Harry Hess commanding the USS Cape Johnson.
Born May 24, 1906
Died August 25, 1969
Nationality United States
Fields geology
Alma mater Princeton University

Harry Hammond Hess (May 24, 1906 – August 25, 1969) was a geologist and United States Navy officer in World War II.

Considered one of the "founding fathers" of the unifying theory of plate tectonics, Rear Admiral Harry Hammond Hess was born on May 24, 1906 in New York City. He is best known for his theories on sea floor spreading, specifically work on relationships between island arcs, seafloor gravity anomalies, and serpentinized peridotite, suggesting that the convection of the Earth's mantle was the driving force behind this process. This work provided a conceptual base for the development of the theory of plate tectonics.

Contents

Teaching career

Harry Hess taught for a year (1932-1933) at Rutgers University in New Jersey and spent a year as a research associate at the Geophysical Laboratory of Washington, D. C., before joining the faculty of Princeton University in 1934. Hess remained at Princeton for the rest of his career and served as Geology Department Chair from 1950 to 1966. He was a visiting professor at the University of Cape Town, South Africa (1949-1950), and the University of Cambridge, England (1965).

Military career

Hess joined the United States Navy during World War II, becoming captain of the USS Cape Johnson, a transport ship equipped with a new technology: sonar. This command would later prove to be key in Hess's development of his theory of sea floor spreading. Hess carefully tracked his travel routes to Pacific Ocean landings on the Marianas, Philippines, and Iwo Jima, continuously using his ship's echo sounder. This unplanned wartime scientific surveying enabled Hess to collect ocean floor profiles across the North Pacific Ocean, resulting in the discovery of flat-topped submarine volcanoes, which he termed guyots, after the nineteenth century geographer Arnold Henry Guyot. After the war, he remained in the Naval Reserve, rising to the rank of rear admiral.

Scientific Discoveries

In 1960, Hess made his single most important contribution, which is regarded as part of the major advance in geologic science of the 20th century. In a widely circulated report to the Office of Naval Research, he advanced the theory, now generally accepted, that the Earth's crust moved laterally away from long, volcanically active oceanic ridges. Seafloor spreading, as the process was later named, helped establish Alfred Wegener's, earlier (but generally dismissed at the time) concept of continental drift as scientifically respectable. This triggered a revolution in the earth sciences. Hess's report was formally published in his History of Ocean Basins (1962)[1], which for a time was the single most referenced work in solid-earth geophysics. Hess was also involved in many other scientific endeavors, including the Mohole project (1957-1966), an investigation onto the feasibility and techniques of deep sea drilling.

Death

Hess died from a heart attack in Woods Hole, Massachusetts, on August 25, 1969, while chairing a meeting of the Space Science Board of the National Academy of Sciences. He was buried in the Arlington National Cemetery and was posthumously awarded the National Aeronautics and Space Administration's Distinguished Public Service Award.

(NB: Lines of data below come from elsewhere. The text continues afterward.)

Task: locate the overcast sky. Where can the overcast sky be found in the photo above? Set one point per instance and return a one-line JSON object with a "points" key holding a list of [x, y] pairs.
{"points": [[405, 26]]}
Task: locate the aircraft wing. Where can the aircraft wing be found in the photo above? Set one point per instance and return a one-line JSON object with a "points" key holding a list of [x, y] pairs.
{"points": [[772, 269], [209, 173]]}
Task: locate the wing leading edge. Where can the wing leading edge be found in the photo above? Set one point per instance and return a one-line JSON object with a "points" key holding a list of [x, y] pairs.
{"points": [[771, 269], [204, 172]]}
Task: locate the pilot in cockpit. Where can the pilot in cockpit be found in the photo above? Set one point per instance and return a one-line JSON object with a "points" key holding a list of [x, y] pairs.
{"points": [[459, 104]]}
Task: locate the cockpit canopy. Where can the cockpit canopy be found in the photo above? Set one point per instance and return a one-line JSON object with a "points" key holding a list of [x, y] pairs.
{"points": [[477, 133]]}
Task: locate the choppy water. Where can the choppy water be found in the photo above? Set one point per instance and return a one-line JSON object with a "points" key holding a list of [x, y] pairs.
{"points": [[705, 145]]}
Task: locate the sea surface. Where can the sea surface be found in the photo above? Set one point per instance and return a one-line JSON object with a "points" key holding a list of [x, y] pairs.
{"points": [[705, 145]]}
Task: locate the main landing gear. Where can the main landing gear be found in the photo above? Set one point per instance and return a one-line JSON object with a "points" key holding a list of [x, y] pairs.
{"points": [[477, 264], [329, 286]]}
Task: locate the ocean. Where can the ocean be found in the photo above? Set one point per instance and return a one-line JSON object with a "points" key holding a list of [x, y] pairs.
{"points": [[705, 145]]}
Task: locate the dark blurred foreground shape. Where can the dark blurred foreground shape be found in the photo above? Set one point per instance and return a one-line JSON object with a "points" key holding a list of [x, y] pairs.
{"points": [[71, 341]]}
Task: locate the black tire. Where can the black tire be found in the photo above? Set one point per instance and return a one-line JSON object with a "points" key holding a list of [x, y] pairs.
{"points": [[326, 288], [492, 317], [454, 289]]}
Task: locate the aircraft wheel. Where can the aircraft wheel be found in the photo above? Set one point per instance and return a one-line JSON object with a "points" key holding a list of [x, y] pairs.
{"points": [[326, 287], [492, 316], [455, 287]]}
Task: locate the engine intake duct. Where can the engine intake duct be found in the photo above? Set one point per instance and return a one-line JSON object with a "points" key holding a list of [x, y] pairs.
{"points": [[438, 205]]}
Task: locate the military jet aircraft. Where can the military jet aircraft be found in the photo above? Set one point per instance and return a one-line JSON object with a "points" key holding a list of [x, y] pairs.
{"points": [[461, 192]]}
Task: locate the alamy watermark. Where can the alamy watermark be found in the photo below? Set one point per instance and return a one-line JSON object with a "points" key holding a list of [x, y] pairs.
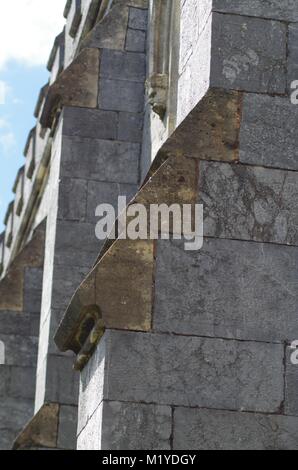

The American Geophysical Union established the Harry H. Hess medal in his memory in 1984 to "honor outstanding achievements in research of the constitution and evolution of Earth and sister planets."[2]

References

  1. ^ H. H. Hess, "History Of Ocean Basins" (November 1, 1962). IN: Petrologic studies: a volume in honor of A. F. Buddington. A. E. J. Engel, Harold L. James, and B. F. Leonard, editors. [New York?]: Geological Society of America, 1962. pp. 599-620.